Il arrive sur le plateau. Non, il y est déjà. Pour nous, ses spectateurs attentifs. Ben, non : nous tourne le dos et raconte une histoire à ses fillettes en coulisses pour les endormir. Faudra attendre. Et puis, le voici qui nous prend à témoins, nous raconte sa vie de devenu père célibataire condamné à l’ingéniosité permanente.

Alors, ce gars-là (ou cet homme de galas, comme on voudra) quand il se met à parler, on se dit qu’il raconte notre quotidien, que c’est à nous, là, sous les projecteurs, cette vie ordinaire qui devient fichtrement drôle puisqu’elle est à prendre avec le sourire afin de s’en sortir. Puis même, si c’est pas à nous que c’est arrivé, c’est au copain, c’est au cousin, c’est à tout le monde.

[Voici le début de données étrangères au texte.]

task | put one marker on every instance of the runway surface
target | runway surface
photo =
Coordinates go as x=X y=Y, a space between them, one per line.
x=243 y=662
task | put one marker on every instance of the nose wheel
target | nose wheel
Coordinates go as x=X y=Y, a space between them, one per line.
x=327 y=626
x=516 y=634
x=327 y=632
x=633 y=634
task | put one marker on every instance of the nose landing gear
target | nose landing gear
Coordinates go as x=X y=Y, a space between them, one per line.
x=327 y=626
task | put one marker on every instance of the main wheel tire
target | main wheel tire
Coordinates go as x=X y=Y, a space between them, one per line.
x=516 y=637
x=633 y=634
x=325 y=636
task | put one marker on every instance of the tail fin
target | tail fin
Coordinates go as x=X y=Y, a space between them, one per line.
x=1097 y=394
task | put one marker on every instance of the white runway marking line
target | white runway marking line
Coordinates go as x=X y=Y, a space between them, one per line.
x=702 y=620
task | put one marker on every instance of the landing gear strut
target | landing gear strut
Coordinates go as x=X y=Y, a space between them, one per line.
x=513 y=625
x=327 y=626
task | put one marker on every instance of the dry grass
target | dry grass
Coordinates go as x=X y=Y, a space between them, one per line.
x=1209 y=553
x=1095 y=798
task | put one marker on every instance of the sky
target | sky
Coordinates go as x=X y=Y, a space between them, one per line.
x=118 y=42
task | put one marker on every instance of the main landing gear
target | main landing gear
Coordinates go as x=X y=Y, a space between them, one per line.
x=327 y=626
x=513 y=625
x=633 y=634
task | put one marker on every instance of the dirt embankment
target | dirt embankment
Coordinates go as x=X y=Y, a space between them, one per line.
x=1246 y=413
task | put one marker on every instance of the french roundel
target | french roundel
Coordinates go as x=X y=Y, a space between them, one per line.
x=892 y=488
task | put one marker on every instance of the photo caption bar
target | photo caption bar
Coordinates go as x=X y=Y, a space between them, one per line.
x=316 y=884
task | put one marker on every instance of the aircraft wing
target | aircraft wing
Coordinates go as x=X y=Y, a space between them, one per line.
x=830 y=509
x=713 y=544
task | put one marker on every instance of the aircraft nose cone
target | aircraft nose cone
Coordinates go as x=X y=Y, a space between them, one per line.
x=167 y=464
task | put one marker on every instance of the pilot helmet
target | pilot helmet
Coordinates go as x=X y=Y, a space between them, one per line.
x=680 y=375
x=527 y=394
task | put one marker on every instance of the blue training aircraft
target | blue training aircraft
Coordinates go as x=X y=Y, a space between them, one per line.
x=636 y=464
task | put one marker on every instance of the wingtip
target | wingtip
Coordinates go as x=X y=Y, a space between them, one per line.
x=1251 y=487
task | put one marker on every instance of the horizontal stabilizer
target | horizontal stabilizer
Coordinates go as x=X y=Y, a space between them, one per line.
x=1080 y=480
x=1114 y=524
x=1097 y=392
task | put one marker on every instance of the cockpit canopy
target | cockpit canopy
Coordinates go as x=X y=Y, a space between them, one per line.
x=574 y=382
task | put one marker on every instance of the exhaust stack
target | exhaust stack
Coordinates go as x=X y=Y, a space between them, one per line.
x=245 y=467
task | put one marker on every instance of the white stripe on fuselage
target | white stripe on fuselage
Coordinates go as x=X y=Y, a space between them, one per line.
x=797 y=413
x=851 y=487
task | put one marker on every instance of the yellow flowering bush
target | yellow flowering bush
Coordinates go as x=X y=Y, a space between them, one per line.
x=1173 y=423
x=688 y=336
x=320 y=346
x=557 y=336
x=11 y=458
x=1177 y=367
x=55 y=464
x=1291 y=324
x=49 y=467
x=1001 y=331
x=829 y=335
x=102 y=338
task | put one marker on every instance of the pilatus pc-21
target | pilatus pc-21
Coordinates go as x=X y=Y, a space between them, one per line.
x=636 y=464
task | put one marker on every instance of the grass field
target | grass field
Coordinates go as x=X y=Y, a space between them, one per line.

Rien n’est laissé en rade. L’inventaire comprend la vie conjugale et ses tensions, les corvées du ménage à partager, les influences d’appareils connectés sur notre comportement, les obsessions sur les régimes alimentaires, les caprices des gosses et leurs câlins, les trajets école-domicile, les vacances à la montagne comme à la plage. Il glisse çà ou là des allusions parodiques à la chanson, n’élude pas le sexe ni les réseaux sociaux.

Ce spectacle n’est pas que bavardage. Cet artiste ou ce personnage, c’est kifkif, occupe la scène ; il assaisonne de quelques accessoires à gags visuels, de plusieurs éclairages d’ambiance, de l’une ou l’autre facétie sonore, d’une présence corporelle efficace. Il est capable de glisser un brin d’émotion sincère sans appuyer, histoire de rappeler que ce qu’il dit tient aussi à l’humain. Rien ici n’est vulgaire ni démago. Donc, tout sonne vrai.

N’oublions pas la petite bouffée d’exotisme. Kostia, il est Belge. Belge francophone en l’occurrence, mais on a beau utiliser la même langue, tout ne se dit pas nécessairement avec un vocabulaire identique avant ou après Quiévrain. De quoi se prémunir contre quelque quiproquo. Et lorsqu’il quitte le plateau, s’en retourne prendre du repos ou voir si ses filles ne se sont pas réveillées, on a juste envie qu’il revienne pour un dernier clin d’œil, une ultime confidence en intime connivence.

Avignon Off 2022, Sham’s Théâtre, 07>30 juillet 2022, 20h30 Durée : 1h15

Texte, interprétation : Kostia
Régie : Charley Melardy
Production : Cie PT Prod
Diffusion : Thomas Verhulst

A propos de l'auteur
Michel Voiturier
Michel Voiturier

Converti au théâtre à l’âge de 10 ans en découvrant des marionnettes patoisantes. Journaliste chroniqueur culturel (théâtre – expos – livres) au quotidien « Le Courrier de l’Escaut » (1967-2011). Critique sur le site « Rue du Théâtre » (2006-2021)....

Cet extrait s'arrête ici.